The Treasury of Science Fiction Classics
- Dust-jacket from the first edition
- Editor: Harold Kuebler
- Cover artist: Richard Powers
- Language: English
- Genre: Science fiction
- Publisher: Hanover House
- Publication date: 1954
- Publication place: United States
- Media type: Print (hardback)
- Pages: 694
- OCLC: 2581070

= The Treasury of Science Fiction Classics =

The Treasury of Science Fiction Classics is an anthology of science fiction stories, edited by Harold E. Kuebler, published in hardcover by Hanover House in 1954 with dust jacket art by Richard Powers. A Science Fiction Book Club edition followed later that year, but the volume has not otherwise been reprinted.

==Contents==
- "Introduction", Harold W. Kuebler
- "The Conversation of Eiros and Charmion", Edgar Allan Poe (Burton’s Gentlemen’s Magazine 1839)
- "The Star", H. G. Wells (The Graphic Christmas 1897)
- When Worlds Collide (excerpt), Edwin Balmer & Philip Wylie (1932)
- "The Maracot Deep", Arthur Conan Doyle (The Saturday Evening Post 1927)
- "Round the Moon", Jules Verne (Journal des Debats Politiques et Litteraires 1869)
- "The Last Terrestrials" Olaf Stapledon (Last and First Men 1930)
- "The Machine Stops", E. M. Forster (Oxford and Cambridge Review 1909)
- "R.U.R.", Karel Capek (pl, 1921
- Brave New World (excerpt), Aldous Huxley (1932)
- Invasion from Mars, Howard Koch (1938)
- "Edison’s Conquest of Mars" (abridged), Garrett P. Serviss (New York Evening Journal 1898)
- "The Martians", Olaf Stapledon (Last and First Men 1930)
- The Time Machine (abridged), H. G. Wells (The New Review 1895)
- "The Curious Case of Benjamin Button" (abridged), F. Scott Fitzgerald (Collier's 1922)
- "The Rat", S. Fowler Wright (Weird Tales 1929)
- "The Damned Thing", Ambrose Bierce (Tales from New York Town Topics 1893)
- "Mr. Strenberry’s Tale", J. B. Priestley (The London Magazine 1930)

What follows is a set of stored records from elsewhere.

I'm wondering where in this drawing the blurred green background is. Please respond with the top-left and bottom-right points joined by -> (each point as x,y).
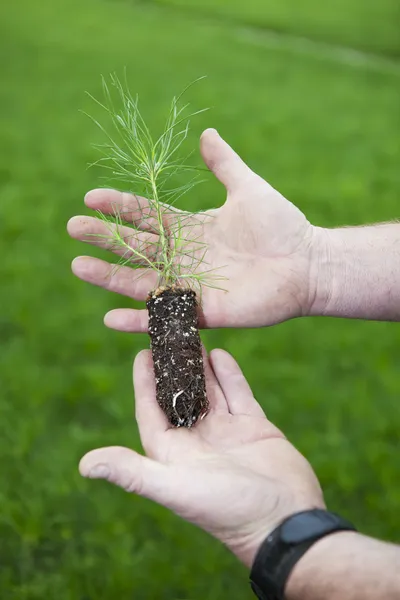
0,0 -> 399,598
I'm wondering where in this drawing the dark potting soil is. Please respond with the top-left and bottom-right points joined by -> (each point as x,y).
146,287 -> 209,427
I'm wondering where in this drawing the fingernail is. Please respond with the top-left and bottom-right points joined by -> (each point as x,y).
87,464 -> 110,479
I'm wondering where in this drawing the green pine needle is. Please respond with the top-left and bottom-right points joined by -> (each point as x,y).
85,73 -> 226,292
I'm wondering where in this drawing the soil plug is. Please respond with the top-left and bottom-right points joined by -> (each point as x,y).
147,287 -> 207,427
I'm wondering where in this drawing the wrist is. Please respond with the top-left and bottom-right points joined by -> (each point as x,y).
229,520 -> 304,570
307,227 -> 345,318
285,530 -> 360,599
308,223 -> 400,321
231,497 -> 326,569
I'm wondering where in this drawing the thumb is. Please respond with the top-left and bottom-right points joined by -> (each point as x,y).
200,128 -> 255,193
79,446 -> 173,503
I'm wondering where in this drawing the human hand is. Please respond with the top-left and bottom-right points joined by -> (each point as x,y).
68,129 -> 321,332
79,349 -> 325,567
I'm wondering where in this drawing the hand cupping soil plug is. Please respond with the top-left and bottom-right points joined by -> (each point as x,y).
85,75 -> 225,427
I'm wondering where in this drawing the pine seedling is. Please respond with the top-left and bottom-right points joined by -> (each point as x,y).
85,74 -> 223,427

"Mr. Strenberry's Tale" was originally published under the title "Doomsday".

==Reception==
J. Francis McComas, writing in The New York Times, panned the anthology as "the most routine of scissors-and-paste jobs, done without any editorial skill whatsoever." P. Schuyler Miller similarly declared "I don't, for the life of me, know who this anthology is for", faulting its editor's selection of "overly familiar," sometimes "archaic" stories.